On 6 May 2012, at 5 p.m. at the latest ..., [the applicant] arrived at Bolotnaya Square in Moscow to take part in the above public event ...

Between 5 p.m. and 10 p.m. ... [the applicant] took part in the acts of mass disorder accompanied by violence against police officers and the destruction of property, defied lawful orders of the police and military and tried to break through the police cordon ...

Unidentified participants of acts of mass disorder threw chunks of tarmac, stones, sticks and other objects at the police ... which hit them on various parts of their body. ...

[The applicant] used violence against Police Officer [Mr F.] which did not endanger his life or health. In particular, [the applicant], acting with the aim of using violence, tried to prevent police officers from arresting aggressive participants. Standing behind [F.], he squeezed with force the base of the helmet ... that the latter was wearing, pulled it towards himself and tore it off [F. ’ s] head thereby causing pain to the latter.

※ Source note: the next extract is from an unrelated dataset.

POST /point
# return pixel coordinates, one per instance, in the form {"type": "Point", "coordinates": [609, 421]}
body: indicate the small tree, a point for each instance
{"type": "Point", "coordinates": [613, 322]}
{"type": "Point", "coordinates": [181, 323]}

Afterwards the participants of acts of mass disorder, including Mr. Ya . Belousov , administered several blows and kicks to [F. ’ s] unprotected head, body and limbs and threw various objects at him, causing him physical pain ... As a result of these actions [F.] sustained injuries in the form of bruising and abrasion of the soft tissues of the parietal region, bruising of the ... right forearm, abrasion on the ... right shin ... which were caused by at least three blows of the blunt hard object (or objects) and which ... did not endanger life or health and did not entail short-term health impairment or minor durable professional incapacitation ...

[The applicant] testified that he had not committed any unlawful acts in respect of the police... he did not deny taking the unfastened helmet off [F. ’ s] head with a view of distracting the latter ’ s attention ...

... on the basis of evidence examined during the trial the court ... finds [the applicant] guilty of having committed the crimes provided for by Articles 212 § 2 and 318 § 1 of the Criminal Code ...

According to the evidence presented during the trial, on 20 July 2012 [the applicant] was brought to administrative liability for having committed an offence under Article 19.3 § 1 of the Code of Administrative Offences, namely of having disobeyed a lawful order of the police officer to proceed to the police station ... which has no relation to [the applicant ’ s] participation in acts of mass disorder and using violence against [F.]. ...

According to the expert opinion no. 833 of [23 August 2016] [the applicant] suffers from personality disorder owing to combined illnesses. Such a disorder ... can amount to chronic mental illness which had deprived [the applicant] of the possibility to realise the actual nature of the acts committed by him or the danger they represent to society and to control these acts ... As [the applicant] ... can endanger himself and those around him ... he needs to undergo involuntary medical treatment in a psychiatric hospital ...

... the court agrees with the above expert opinion ... and on its basis concludes that [the applicant] is criminally insane ... The court considers that [the applicant] should be exempted from criminal liability for the commitment of crimes provided for by Articles 212 § 2 and 318 § 1 of the Criminal Code ...”

34 . The court relieved the applicant of criminal responsibility and ordered his involuntary treatment in a psychiatric facility of a specialised type. It also ordered that the applicant ’ s detention be terminated upon his placement in that facility.

35 . On 4 April 2017 the applicant ’ s lawyers lodged an appeal against the decision of 29 March 2017. Referring to the Court ’ s judgment in Frumkin (cited above), they claimed a violation of the applicant ’ s right to freedom of assembly by the authorities.

36 . On 22 June 2017 the Moscow City Court examined the above appeal. The court granted the lawyers ’ request and held the hearing in camera to avoid disclosure of the applicant ’ s medical data. It upheld the decision of 29 March 2017 as lawful and well-reasoned.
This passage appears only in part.